Bruce Isackson will also plead guilty to one count of money laundering conspiracy and one count of conspiracy to defraud the IRS.

The Isacksons agreed to pay Singer an amount, ultimately totaling $600,000, to participate in the college entrance exam cheating scheme for their younger daughter and the college recruitment scheme for both of their daughters.

The Isacksons also underpaid their federal income taxes by deducting the bribe payments as purported charitable contributions. The Isacksons are cooperating with the government's investigation.

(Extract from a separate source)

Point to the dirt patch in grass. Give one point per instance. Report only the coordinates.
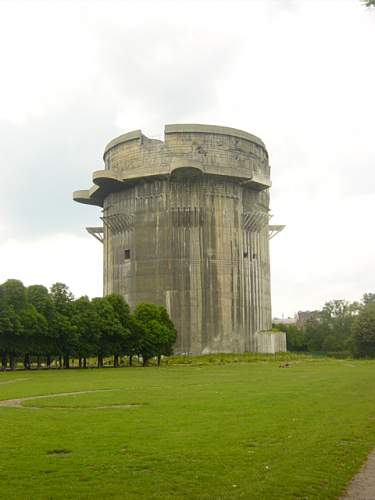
(14, 381)
(60, 452)
(18, 402)
(362, 485)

RELATED: College Admissions Scandal: Felicity Huffman to plead guilty in alleged scam

Michael Center, 54, of Austin, Texas, the former head coach of men's tennis at the University of Texas at Austin, was charged in a third Information and has agreed to plead guilty to one count of conspiracy to commit mail fraud and honest services mail fraud.

In 2015, Center personally accepted $60,000 in cash from Singer, as well as $40,000 directed to the University of Texas tennis program, in exchange for designating the child of one of Singer's clients as a tennis recruit, thereby facilitating his admission to the University of Texas.

All of the defendants who improperly took tax deductions for the bribe payments have agreed to cooperate with the IRS to pay back taxes.

Plea hearings have not yet been scheduled by the court.

The charge of conspiracy to commit mail fraud and honest services mail fraud provides for a maximum sentence of 20 years in prison, three years of supervised release, and a fine of $250,000 or twice the gross gain or loss, whichever is greater.

The charge of conspiracy to commit money laundering provides for a maximum sentence of 20 years in prison, three years of supervised release, and a fine of $500,000 or twice the value of the property involved in the money laundering.

The charge of conspiracy to defraud the United States provides for a maximum sentence of five years in prison, three years of supervised release, and a fine of $250,000. Sentences are imposed by a federal district court judge based upon the U.S.